Pular para o playerIr para o conteúdo principal
  • há 19 horas
Transcrição
00:00E como hoje é quarta-feira, chegou a hora da nossa coluna Olhar do Amanhã.
00:17Vamos então receber doutor Álvaro Machado Dias, professor livre docente da Universidade Federal de São Paulo,
00:26do Colunista do Olhar Digital Neurocientista, também aqui no Olhar Digital News.
00:32Vamos lá, cadê o doutor Álvaro? Ah, deixa eu colocá-la aqui no nosso palco, ele não estava aqui ainda.
00:37Deixa eu só colocá-la aqui em primeiro plano. Boa noite, doutor Álvaro Machado Dias. Seja muito bem-vindo, querido.
00:44Boa noite, Marisa.
00:46Doutor Álvaro Machado.
00:48O susto que eu tomo toda vez que eu me vejo com esse cabelo maluco.

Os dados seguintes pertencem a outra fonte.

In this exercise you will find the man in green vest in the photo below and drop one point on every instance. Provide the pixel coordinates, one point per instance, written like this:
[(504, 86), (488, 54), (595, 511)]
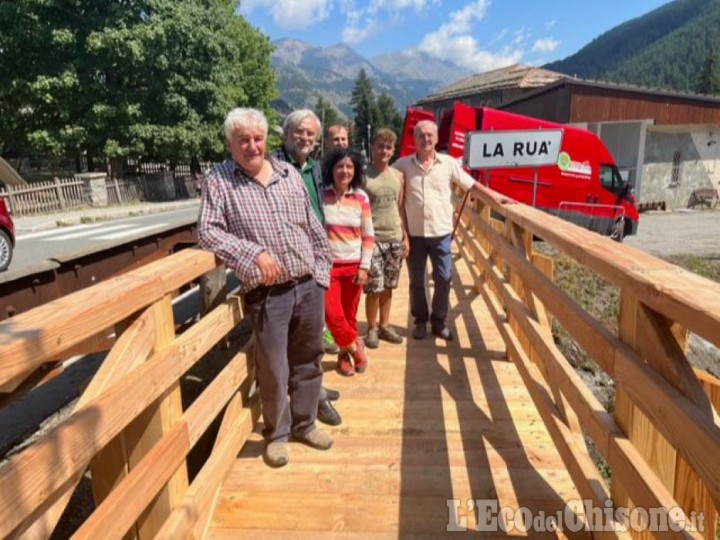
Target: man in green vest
[(300, 134)]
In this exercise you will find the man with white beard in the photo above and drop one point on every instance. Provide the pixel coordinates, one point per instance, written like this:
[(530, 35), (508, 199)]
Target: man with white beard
[(301, 130)]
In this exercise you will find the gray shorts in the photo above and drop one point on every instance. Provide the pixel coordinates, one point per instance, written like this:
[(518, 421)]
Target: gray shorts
[(385, 267)]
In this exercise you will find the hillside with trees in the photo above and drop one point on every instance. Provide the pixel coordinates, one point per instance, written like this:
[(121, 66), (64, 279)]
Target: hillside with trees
[(670, 47), (149, 78)]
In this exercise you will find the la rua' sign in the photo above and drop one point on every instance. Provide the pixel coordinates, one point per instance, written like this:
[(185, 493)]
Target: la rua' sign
[(505, 149)]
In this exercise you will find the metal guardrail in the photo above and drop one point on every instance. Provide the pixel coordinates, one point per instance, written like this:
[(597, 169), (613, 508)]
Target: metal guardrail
[(54, 278)]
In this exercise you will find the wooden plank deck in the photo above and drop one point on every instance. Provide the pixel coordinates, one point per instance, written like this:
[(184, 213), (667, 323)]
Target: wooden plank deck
[(427, 422)]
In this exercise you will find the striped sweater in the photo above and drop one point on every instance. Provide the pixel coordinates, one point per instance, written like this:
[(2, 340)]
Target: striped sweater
[(348, 223)]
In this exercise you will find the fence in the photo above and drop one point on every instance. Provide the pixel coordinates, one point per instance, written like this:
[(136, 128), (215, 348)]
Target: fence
[(44, 197), (61, 194)]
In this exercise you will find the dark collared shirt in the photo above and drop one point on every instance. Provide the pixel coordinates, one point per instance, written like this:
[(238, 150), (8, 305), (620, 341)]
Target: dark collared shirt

00:51Mas você está ótimo, Álvaro. Está muito bom, está muito bom.
00:57O cientista é maluco, né? É para a gente realmente estourar os limites. Vamos nessa.
01:03Não, está muito bacana. Álvaro, eu queria começar falando com você que a gente apresentou aqui
01:08uma matéria falando sobre as vacinas, não é?
01:13Aliás, falando sobre o diferencial dessas vacinas.
01:16A gente falou agora há pouco dessa vacina da dengue, que foi desenvolvida pelo Butantan.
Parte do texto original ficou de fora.